Returning to the discussion of giving an RMD to charity, it should be noted that this should probably only be considered by those who have planned out their retirements from a financial perspective and who have determined that they have adequate resources to fund their lifestyles and meet their needs, and still have funds available to donate to charity.  While the gift to charity of an RMD from an IRA can be outright with no strings attached, as noted in the first paragraph above, some taxpayers may take a little comfort by making the gift and also retaining an income stream.  The total amount that can be donated by an individual to a charitable gift annuity to benefit a nonprofit in a tax year (and in a lifetime) is limited to $50,000 (a spouse has a separate $50,000 limit).  These income streams that are paid by the nonprofits to the donors under these arrangements will depend on tables produced by the IRS and will be dependent on a taxpayer's age.  At the taxpayer's death, any amounts remaining will go to the charity.  While in many cases the income stream will not be large - perhaps in the range of 5% to 6% - the retained income stream might provide that extra bit of comfort that is needed by the donor.  It should be noted, however, that the payout rates increase based on the age of the donor at the time the annuity is funded.   
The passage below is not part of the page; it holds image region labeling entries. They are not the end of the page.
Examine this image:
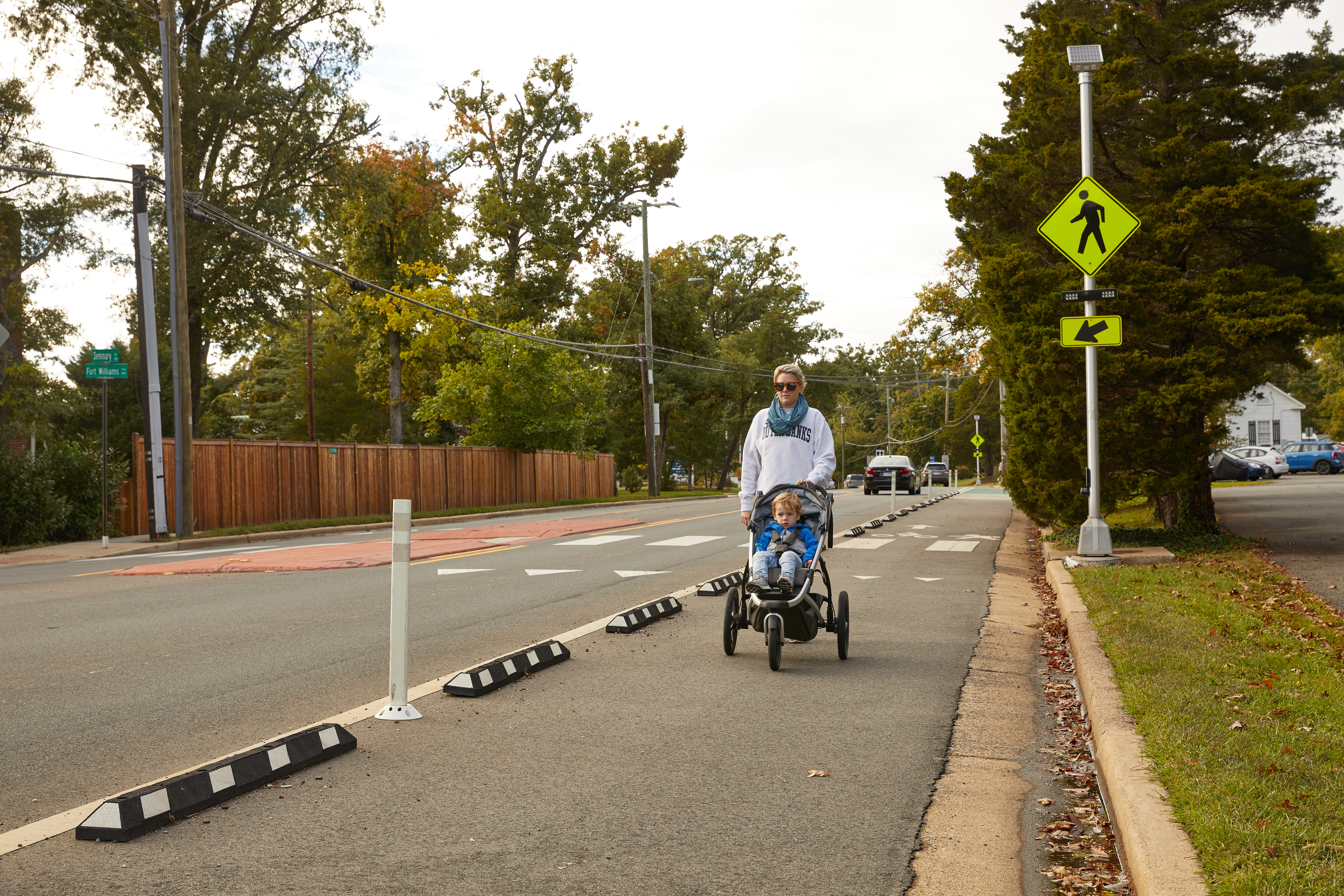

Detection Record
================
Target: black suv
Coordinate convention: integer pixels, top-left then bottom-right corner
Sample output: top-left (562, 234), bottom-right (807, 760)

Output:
top-left (863, 454), bottom-right (921, 494)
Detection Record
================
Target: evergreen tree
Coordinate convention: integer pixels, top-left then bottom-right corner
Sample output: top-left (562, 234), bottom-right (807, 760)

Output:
top-left (945, 0), bottom-right (1344, 527)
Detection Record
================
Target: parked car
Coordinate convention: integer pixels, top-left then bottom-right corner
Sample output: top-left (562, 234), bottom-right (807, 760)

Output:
top-left (1208, 451), bottom-right (1270, 482)
top-left (863, 454), bottom-right (921, 494)
top-left (1228, 445), bottom-right (1288, 480)
top-left (1284, 442), bottom-right (1344, 476)
top-left (923, 461), bottom-right (952, 485)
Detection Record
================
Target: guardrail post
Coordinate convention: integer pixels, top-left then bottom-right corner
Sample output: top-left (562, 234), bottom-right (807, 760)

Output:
top-left (376, 498), bottom-right (421, 721)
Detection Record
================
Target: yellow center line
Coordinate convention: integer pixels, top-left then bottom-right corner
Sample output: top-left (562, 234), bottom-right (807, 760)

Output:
top-left (411, 544), bottom-right (523, 567)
The annuity must be funded exclusively by QCDs and must commence with fixed payments of 5% or greater not later than one year from the date of funding.  The value of the annuity  and the remainder interest is determined under IRS interest rates and actuarial tables.  Only the individual and his or her spouse may receive the annuity  distributions  and the distributions  are not assignable.  It should also be kept in mind that depending on the amount of the individual's investment income from all sources, the annuity payments may be subject to the 3.8% net investment income tax, whereas the RMDs that are taken into income by an individual are not subject to the net investment income tax.


Not all charities are set up to offer this option to their donors, but it should be expected that this option will become more widespread in the months and years ahead.  If you are age 70 1/2 in 2023, inclined for charitable giving, and have adequate financial resources to last your lifetime, consider contacting your favorite nonprofit to see if they can accommodate a charitable gift annuity.